Assess hair line, hair growth, head shape.
Decide on length and manually mold the design.
Layer top and front side with concave layers
Comb the hair to natural fall for all of these sections.
Take a back to front section down middle of top starting at the crown and going to the forehead. Comb up to 90 degrees and cut a concave layer. Concave means it is shorter internally (at the crown) and longer to the perimeter (at the forehead). In this demonstration the hair is pulled up to the head shape and cut on a small angle going up to toward the front. The angle looks to be about 15 degrees up from flat as you go to the forehead. Pulling it up from the head shape means it will be leaning forward as you go to the forehead just because the top of the head is leaning forward as it curves from the apex to the forehead.
The length at the crown for this section is about 3 inches.

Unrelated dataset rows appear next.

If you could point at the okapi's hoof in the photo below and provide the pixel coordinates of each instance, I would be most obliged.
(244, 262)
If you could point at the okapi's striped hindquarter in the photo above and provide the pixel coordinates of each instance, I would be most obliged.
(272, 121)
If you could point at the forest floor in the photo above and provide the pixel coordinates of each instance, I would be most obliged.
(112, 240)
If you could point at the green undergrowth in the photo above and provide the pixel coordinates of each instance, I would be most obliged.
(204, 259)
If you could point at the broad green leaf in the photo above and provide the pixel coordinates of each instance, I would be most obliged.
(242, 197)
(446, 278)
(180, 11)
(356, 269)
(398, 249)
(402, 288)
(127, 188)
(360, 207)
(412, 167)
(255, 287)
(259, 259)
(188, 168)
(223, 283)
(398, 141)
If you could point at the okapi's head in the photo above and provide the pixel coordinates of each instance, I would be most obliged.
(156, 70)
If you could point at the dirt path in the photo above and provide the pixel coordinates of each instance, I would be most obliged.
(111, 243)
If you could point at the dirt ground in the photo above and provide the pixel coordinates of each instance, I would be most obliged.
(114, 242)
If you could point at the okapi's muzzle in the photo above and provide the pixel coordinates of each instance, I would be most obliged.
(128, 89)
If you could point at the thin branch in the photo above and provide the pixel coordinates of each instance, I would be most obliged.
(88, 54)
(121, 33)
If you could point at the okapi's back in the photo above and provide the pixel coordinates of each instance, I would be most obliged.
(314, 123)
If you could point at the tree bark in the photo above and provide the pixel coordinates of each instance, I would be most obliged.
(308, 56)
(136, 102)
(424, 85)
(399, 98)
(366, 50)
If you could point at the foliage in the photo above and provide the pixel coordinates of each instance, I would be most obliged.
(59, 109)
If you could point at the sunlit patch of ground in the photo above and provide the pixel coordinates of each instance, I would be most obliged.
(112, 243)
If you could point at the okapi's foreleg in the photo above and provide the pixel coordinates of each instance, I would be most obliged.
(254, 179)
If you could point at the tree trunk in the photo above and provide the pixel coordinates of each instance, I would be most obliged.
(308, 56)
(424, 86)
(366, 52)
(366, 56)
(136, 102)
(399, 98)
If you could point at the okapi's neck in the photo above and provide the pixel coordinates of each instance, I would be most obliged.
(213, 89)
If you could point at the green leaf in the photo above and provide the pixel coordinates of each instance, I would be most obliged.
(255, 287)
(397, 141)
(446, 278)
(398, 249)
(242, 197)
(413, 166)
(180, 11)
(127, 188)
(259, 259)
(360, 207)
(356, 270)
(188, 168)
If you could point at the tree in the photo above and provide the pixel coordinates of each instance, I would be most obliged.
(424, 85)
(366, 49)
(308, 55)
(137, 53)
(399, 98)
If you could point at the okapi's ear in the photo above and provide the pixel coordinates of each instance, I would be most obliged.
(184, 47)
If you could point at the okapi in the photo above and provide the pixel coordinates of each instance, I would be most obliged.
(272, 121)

At the forehead hair line it is about 5 inches.
The next section starts in the crown and pivots to the side of the first section. The demonstration mentions either lifting the hair up from the section or over directing to the previous section depending on the head shape. I think this means that a head that is flatter on top would be lifted straight out and a head that curves more severely to the side might be over directed to the center section??? Over directing to the center could leave more hair to compensate for the curvature of the head.

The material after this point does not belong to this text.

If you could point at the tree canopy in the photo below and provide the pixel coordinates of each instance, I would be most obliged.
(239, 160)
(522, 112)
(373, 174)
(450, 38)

Further sections are taken by pivoting the section further to the side. Hair is pulled out from the head shape and follows the guide in the previous section ( this means the section that was just cut).

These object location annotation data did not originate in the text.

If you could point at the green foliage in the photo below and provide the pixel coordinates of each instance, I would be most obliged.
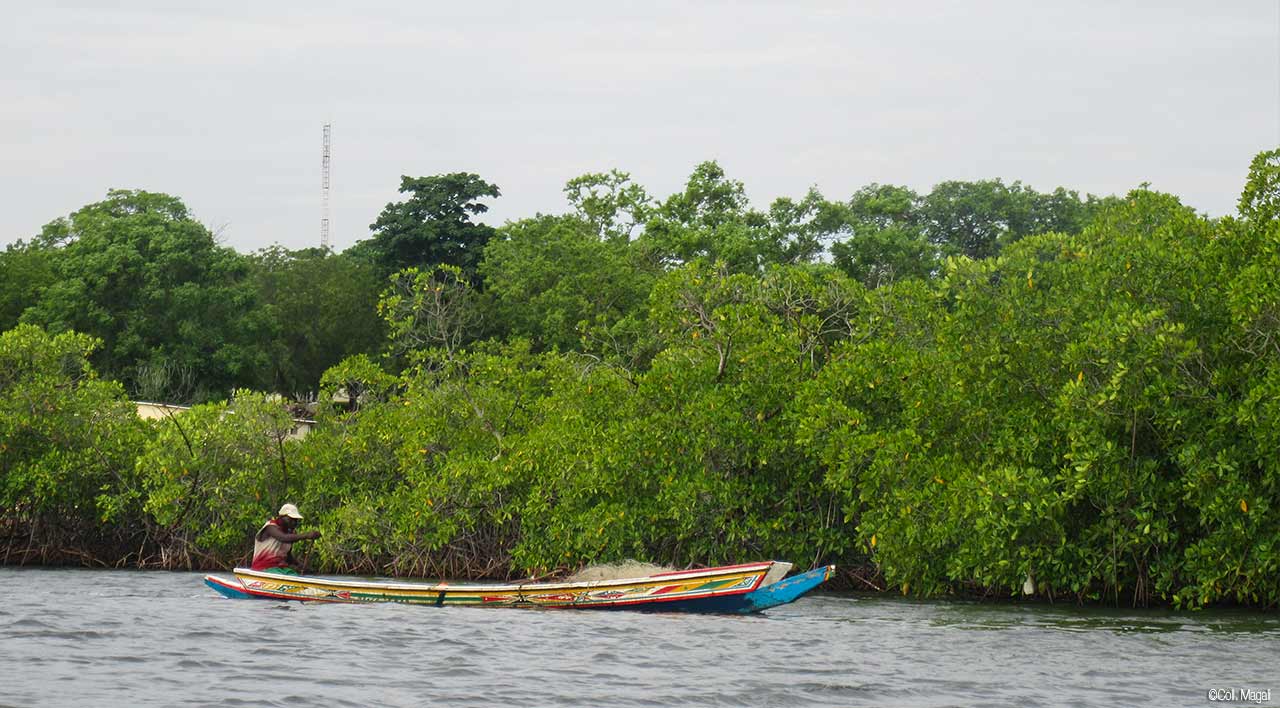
(67, 447)
(26, 270)
(712, 220)
(432, 313)
(140, 274)
(433, 225)
(554, 279)
(609, 204)
(214, 474)
(986, 386)
(320, 306)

The sections are cut until reaching just behind the ear. On the sides the sections seem to be cut more along the head shape in a concave line. It is not cut to the same inclined line that was used on the top.
Cut behind ear
Behind the ear the sections are vertical and cut to follow the head shape more. There is a little increase in length toward the nape hair line which continues the concave layering. Above the occipital bone the layering follows the head shape.
Work to the middle of the back.
Do the same thing on the other side starting on the other side of the top middle.
Make a center part to the forehead on the top.
Go back about 4 inches and make a slender pie shaped section off the center part. This section is combed to the forehead and lifted so the hair in the bangs is elevated up to the front hair line.
The hair behind the bangs is combed forward and held in fingers that follow the head shape around the curve where the forehead and top of the head meet. The hair is cut to follow the fingers.
More sections are taken by pivoting the first section to the side. These sections are pivoted until reaching outside the eyebrow.
Do the other side of the bangs the same way.
Even out the top
Take side to side sections across the top of the head. Start at the front and work back to the crown.
Pull these up to 90 degrees and cut flat to the ceiling.
Connect sides to top
Take center to side sections around the curvature of the head where the top meets the sides. Pull these to 90 degrees and cut to follow the head shape. May want to start these over and ear and work forward to the front hair line and then go back to the ear and work backwards to the middle back.
Check lower sides with vertical sections per the demonstrations. It seems these might also be checked with horizontal sections.
Cross check nape to crown
Start at hair line in nape. Take horizontal sections and over direct these up before checking and cutting. This will leave length at the perimeter.
Further horizontal sections are taken above as the checking moves to the crown. All sections are over directed up for cutting.
Product and blow dry
Point cut the outline for details and length.